Федор Федорович Платов, хоть и с седой бородой, ходил в шортах и всегда говорил: «О, здорово!», «Я — Федор Платов». Думаю, они были купеческого звания. Брат был Анатолий Федорович, прелестный, редчайший человек, у нас в училище преподавал перспективу. Федор был немножко фантазер, придумал «восьмикистие», был одаренным, разным художником, прошел 20-е годы. У пианиста-аккомпаниатора Миронова висели его осмысленные, значительные натюрморты, я их видела еще раньше. Это не был супрематизм, но его не приняли, потому что шло безвременье, и они оказались в вакууме. У меня есть ее два пейзажа и рисунки, замечательные. Есть маленькое масло. А Фединых — два портрета акварельных, мне совсем не нравятся. Федя вообще был новатор. В чем была затея с восемью кистями? Писал сразу восемью. Стихи писал, как Хлебников, но попал в такое время! Фрока еще делала какие-то вещи, а он уже нет. Была такая скульптор Сандомирская, из их плеяды, делала реалистические вещи, монументальные головы вырубала из дерева. Ее скульптуры были в Третьяковке — деревянная, 23-го года, называлась «Материнство» — замысловато сделанная женщина с младенцем. Жила она на Кировской, недалеко от Родендорфов.
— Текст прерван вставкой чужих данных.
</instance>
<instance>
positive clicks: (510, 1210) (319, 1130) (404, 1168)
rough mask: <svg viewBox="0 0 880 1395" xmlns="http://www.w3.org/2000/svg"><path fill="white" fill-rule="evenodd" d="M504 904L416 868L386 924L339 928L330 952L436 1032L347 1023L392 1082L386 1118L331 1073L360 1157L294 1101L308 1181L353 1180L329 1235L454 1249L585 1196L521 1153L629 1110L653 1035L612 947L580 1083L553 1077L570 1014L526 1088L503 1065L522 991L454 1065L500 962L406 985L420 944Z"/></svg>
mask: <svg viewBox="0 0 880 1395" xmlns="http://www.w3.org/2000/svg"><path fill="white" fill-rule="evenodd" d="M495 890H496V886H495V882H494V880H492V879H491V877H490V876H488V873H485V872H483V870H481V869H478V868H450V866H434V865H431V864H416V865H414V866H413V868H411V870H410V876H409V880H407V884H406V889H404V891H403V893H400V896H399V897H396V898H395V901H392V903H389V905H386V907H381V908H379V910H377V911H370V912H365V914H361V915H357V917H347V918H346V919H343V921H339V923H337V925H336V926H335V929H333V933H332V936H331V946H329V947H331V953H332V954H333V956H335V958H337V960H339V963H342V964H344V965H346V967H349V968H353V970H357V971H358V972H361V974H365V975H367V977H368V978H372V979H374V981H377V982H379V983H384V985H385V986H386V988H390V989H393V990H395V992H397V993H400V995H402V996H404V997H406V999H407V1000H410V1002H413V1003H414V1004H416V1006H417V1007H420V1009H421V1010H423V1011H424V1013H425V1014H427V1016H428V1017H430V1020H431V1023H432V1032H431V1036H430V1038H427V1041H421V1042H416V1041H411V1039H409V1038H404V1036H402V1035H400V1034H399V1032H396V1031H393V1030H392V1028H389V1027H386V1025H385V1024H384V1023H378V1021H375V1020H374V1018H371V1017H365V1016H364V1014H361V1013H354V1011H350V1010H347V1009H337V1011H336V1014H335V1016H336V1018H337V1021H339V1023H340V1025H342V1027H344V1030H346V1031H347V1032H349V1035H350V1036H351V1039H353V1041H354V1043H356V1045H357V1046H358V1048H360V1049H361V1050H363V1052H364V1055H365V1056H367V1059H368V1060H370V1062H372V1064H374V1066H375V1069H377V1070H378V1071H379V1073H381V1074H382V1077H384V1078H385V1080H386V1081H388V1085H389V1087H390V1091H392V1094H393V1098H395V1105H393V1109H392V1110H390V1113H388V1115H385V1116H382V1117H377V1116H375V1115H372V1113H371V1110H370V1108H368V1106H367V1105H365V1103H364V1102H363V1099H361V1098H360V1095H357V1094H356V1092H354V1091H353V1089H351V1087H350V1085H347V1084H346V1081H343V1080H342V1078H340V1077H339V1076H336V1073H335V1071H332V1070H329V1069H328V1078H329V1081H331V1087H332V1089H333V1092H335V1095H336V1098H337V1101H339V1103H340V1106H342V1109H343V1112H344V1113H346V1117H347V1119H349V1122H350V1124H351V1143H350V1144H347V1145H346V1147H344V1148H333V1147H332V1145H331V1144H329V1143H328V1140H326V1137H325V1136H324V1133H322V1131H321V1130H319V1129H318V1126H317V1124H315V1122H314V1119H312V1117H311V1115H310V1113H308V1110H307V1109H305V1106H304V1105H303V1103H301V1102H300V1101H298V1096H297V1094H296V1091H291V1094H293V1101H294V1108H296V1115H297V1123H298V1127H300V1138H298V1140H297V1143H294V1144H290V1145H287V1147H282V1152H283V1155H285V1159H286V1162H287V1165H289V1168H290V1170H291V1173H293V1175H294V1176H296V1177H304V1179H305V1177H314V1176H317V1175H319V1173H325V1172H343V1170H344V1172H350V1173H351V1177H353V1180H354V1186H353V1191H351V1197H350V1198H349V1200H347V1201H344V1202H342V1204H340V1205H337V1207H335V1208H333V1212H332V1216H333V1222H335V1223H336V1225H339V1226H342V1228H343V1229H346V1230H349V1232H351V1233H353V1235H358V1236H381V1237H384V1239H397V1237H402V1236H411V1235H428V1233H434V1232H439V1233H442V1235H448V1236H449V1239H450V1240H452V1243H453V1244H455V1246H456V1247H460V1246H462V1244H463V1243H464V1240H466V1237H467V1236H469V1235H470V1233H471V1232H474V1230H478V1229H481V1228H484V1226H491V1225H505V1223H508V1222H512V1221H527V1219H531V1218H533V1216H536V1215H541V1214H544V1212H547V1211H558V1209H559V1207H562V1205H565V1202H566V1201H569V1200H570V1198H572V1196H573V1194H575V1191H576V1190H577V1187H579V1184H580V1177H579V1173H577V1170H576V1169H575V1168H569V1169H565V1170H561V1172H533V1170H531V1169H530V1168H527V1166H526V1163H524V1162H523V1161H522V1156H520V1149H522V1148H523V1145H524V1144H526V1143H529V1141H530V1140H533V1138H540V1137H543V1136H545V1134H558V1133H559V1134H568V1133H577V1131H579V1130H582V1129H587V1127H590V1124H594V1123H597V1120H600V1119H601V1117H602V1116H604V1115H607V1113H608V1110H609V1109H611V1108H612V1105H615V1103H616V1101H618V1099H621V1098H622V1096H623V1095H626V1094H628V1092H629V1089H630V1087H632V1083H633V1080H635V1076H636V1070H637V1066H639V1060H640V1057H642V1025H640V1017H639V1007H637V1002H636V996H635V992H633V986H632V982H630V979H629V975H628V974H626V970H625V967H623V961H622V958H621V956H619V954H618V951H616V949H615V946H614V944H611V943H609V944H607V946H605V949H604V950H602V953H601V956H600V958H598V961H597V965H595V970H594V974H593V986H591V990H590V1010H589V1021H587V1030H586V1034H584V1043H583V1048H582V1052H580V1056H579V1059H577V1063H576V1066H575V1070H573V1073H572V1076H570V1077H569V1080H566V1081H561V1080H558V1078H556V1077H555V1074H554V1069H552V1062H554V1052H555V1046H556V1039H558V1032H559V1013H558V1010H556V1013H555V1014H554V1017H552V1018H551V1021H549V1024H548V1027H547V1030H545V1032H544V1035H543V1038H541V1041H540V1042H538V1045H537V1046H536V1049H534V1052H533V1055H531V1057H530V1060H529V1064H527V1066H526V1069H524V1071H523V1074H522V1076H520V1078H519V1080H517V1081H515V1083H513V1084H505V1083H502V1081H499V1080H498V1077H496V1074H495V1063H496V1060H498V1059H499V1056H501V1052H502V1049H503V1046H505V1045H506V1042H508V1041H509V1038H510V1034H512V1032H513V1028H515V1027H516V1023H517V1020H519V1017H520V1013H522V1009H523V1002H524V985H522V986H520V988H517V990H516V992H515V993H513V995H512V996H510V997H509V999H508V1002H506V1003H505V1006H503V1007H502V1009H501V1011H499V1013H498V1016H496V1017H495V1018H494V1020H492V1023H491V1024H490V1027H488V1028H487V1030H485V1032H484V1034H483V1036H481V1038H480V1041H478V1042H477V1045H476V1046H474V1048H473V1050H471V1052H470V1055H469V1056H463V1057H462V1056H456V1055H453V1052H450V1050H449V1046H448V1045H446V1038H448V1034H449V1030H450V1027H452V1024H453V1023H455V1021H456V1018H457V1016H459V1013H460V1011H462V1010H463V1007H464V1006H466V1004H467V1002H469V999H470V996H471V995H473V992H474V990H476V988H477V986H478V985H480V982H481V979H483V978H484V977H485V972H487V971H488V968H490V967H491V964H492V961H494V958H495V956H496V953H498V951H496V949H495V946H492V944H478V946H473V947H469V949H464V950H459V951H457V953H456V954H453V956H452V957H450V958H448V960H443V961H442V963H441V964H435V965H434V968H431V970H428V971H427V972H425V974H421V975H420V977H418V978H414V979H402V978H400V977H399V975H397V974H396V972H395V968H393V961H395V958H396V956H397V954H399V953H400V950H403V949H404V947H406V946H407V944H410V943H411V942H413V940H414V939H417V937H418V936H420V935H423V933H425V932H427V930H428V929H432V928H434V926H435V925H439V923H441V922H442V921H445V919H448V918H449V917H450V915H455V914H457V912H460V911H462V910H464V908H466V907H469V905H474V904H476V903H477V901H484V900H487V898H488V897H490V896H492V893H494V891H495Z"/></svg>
Она приехала уже старой, а все работала, как и Фрока с Федей. Потом родственники отправили их работы куда-то на периферию. Работы Платовых разошлись по периферийным музеям. А это ужасно.
У Платовых мы познакомились с Зеноном Петровичем Комисаренко, он был первый мультипликатор. О нем даже слова никто не сказал. Он был еще более несчастный, чем они, они продолжали работать, а Зенон уже ничего не делал. Жена у него была мегера. Он приходил к Марии Вячеславовне Горчилиной и там занимался живописью. У него были акварели с белилами, у меня есть одна абстрактная его вещь. Он много там написал этих вещей. Они в основном попали к Галине Махровой. Она мне и подарила его работу. Вообще, Зенон Петрович был человек замечательный. Все они были очень талантливые, но попали в такое ужасное время, что им некуда было податься и не на что опереться. А Зенон Петрович как раз меня познакомил с Кудряшовым и его женой. И слава богу! Благодаря мне Костаки купил у него работу, потом Мясников — и они просто могли пойти купить себе кусок какой-то более сладкий. Когда Мясников умер, Костаки купил в его семье все его работы. Зенон бы не удержался, человек он был слабый, всегда грустный, мне его всегда было жалко. Надо быть брутальным, крутым, чтобы добиться положения. Он относился бережливо и к другим работам. Зенон друзьям всегда помогал, как ходил и помогал Платову.
Еще был художник Михаил Кузнецов. Кузнецов тоже примыкал к Штеренбергу. Кузнецов был друг Зенона, и он позаботился о работах, когда Кузнецов умер. У меня есть его большая работа, уже ничего собой не представляющая. Мы устроили его прекрасную неопримитивистскую работу — повара, стол, фигуры — одному итальянцу; ко мне подошла женщина и передала его книжку, собрание русского фарфора 20-х годов. Отец первой жены Игоря, Тани Кашиной, Николай Александрович, потом устроил бум, будто мы продавали работы Кузнецова, а деньги брали себе. Я деньги тратила только на такси, когда перевозила работы Кузнецова. И Зенон пошел к нему и сказал, чтобы он этим больше не занимался, — другой бы не пошел! Остальные работы погибли в подвале Таниного отца. Многое осталось, портреты, и она считает, что это ее работы, — но я на них и не претендую. С Таней Кашиной мы до сих пор сохранили хорошие отношения, а он и его жена были советские скульпторы, делали пионеров и прочее. Он написал на меня донос, что я нигде не работаю. Но у меня на руках был договор с Горбуновским дворцом, что у меня есть заказ, — так я отделалась от милиции, когда она пришла ко мне.